WhiteCoat

Healthcare Update — 02-02-2011

Welcome to the belated edition of this week’s update and the first post that I have ever made from work — because I have been snowed in at the hospital for the past 2 days.

Shameless plug for songs involving me by name – The ER Blitz. Tex now has over 100 songs in his repertoire. And he still has a damn good blog, too. When is the greatest hits album coming out?

These don’t go in your grandma’s bubble bath. When seasoned drug users state that “this is nasty stuff” and that they “would not be disappointed to see it banned,” you know that states are going to take notice. “Bath salts” are causing psychosis in people that snort them. The active ingredient, methylenedioxypyrovalerone or MDPV, is being outlawed in many states.
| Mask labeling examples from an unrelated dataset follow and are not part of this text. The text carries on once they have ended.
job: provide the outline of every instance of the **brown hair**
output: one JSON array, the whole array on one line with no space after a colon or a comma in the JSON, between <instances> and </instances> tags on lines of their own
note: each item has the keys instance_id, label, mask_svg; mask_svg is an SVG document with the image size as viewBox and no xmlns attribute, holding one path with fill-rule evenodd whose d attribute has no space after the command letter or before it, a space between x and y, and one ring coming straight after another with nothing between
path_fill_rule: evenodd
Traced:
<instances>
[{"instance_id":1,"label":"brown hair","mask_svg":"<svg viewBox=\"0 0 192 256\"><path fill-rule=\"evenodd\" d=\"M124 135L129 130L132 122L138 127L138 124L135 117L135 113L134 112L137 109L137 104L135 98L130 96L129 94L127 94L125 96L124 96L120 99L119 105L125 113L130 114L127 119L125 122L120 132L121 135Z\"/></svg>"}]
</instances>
Choose one from Column A and one from Column B. House Republicans considering whether to turn Medicare into a fixed payment “voucher” system where the government gives you a voucher to buy a private health insurance plan once you hit “Medicare” age. Democrats rightly note that “privatization will make the cuts previously proposed by either party look tame.”

Put on your snowshoes — and donate blood. Blood supplies are running low due to the bad weather in several areas of the country.

Bureaucracy adds another layer of costs to medical care. Physicians are having a difficult time entering information into the computers to create the electronic medical records that the federal government wants. Now more and more emergency departments are employing “scribes” to enter the information.

Another Pennsylvania emergency department closes due to “consolidation.”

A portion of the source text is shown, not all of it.